Steady state programming of controlled nonlinear systems via deep dynamic mode decomposition

TL;DR

This paper introduces a data-driven method using deep dynamic mode decomposition to program the steady state of controlled nonlinear systems, with applications in synthetic biology for cellular computation.

Contribution

It presents a novel approach to control nonlinear systems' steady states by approximating the Koopman operator with deep learning, tailored for systems with hyperbolic fixed points.

Findings

Effective in simulation of biological networks

Handles systems with saddle points and limit cycles

Provides a structured Koopman learning process

Abstract

This paper describes the optimal selection of a control policy to program the steady state of controlled nonlinear systems with hyperbolic fixed points. This work is motivated by the field of synthetic biology, in which saddle points are common (along with limit cycles), and the aim is to program cells to perform both digital and analog computation, though developing genetic digital computation has been the main focus.

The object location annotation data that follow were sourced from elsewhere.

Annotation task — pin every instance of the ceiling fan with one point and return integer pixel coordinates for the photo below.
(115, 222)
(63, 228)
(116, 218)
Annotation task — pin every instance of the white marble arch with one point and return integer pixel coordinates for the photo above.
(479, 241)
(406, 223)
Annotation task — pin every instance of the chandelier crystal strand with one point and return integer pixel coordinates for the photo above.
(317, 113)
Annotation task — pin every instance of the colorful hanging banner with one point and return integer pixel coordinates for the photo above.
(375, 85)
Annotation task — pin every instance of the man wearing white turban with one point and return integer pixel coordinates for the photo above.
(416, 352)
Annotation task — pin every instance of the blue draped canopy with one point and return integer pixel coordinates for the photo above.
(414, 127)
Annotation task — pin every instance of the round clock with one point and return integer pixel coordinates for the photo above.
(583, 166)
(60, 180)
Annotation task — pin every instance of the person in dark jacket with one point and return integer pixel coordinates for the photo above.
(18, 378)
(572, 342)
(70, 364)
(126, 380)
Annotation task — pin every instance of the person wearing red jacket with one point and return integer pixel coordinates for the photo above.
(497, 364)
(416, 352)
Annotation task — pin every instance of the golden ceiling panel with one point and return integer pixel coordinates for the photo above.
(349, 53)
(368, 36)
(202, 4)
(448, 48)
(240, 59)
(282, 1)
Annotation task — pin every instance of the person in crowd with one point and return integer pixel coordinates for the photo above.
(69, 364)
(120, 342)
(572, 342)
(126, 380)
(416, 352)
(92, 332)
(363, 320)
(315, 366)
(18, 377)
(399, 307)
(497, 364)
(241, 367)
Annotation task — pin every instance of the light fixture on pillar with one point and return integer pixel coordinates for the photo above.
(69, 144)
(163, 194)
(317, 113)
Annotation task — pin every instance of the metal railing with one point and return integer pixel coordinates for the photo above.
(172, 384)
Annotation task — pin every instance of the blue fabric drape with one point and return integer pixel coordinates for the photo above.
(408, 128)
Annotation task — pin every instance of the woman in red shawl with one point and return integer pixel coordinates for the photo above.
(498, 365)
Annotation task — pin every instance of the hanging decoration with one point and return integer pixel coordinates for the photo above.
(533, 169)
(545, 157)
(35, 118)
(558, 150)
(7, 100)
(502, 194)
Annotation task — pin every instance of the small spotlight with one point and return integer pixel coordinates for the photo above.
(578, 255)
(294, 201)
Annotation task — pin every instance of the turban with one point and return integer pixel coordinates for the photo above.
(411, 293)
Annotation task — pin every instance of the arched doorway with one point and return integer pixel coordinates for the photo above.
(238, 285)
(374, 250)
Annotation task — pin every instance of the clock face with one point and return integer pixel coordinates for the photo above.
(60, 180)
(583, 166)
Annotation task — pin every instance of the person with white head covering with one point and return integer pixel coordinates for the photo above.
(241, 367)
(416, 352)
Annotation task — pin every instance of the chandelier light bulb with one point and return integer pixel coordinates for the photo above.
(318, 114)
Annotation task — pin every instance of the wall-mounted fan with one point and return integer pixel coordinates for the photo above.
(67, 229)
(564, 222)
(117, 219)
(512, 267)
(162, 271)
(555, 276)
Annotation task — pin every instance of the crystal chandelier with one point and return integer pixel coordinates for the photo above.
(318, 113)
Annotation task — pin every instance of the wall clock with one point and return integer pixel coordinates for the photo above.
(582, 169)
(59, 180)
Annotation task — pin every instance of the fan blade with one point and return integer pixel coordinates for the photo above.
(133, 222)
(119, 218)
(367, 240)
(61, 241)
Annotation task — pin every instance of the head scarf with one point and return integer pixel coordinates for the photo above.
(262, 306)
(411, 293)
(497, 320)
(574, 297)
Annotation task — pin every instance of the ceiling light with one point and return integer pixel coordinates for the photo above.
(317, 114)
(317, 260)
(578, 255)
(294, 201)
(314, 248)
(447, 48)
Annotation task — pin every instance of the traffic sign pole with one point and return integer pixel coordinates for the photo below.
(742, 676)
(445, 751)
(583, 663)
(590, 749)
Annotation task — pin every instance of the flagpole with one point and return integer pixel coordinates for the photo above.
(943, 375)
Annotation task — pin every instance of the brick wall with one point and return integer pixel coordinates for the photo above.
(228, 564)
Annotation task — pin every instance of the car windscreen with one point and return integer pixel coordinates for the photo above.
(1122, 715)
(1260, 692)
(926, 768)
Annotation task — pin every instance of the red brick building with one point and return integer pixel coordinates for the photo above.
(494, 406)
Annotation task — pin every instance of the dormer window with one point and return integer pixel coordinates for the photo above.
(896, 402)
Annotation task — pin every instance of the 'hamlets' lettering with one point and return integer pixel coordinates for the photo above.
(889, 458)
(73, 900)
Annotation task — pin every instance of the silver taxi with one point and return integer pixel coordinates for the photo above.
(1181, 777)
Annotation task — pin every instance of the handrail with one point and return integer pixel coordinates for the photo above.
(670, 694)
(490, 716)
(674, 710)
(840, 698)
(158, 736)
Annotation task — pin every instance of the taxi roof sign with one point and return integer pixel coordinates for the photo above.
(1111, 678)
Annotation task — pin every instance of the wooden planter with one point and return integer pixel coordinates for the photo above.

We frame the analog computing challenge of generating a steady state input-output function inside living cells. To program the steady state, a data-driven approach is taken wherein an approximation of the Koopman operator, identified via deep dynamic mode decomposition, is used to describe the dynamics of the system linearly. The new representation of the dynamics are then used to solve an optimization problem for the input which maximizes a direction in state space. Some added structure on the Koopman operator learning process for controlled systems is given for dynamics that are separable in the state and input. Finally, the methods are demonstrated on simulation examples of an incoherent feedforward loop and a combinatorial promoter system, two common network architectures seen in the field of synthetic biology.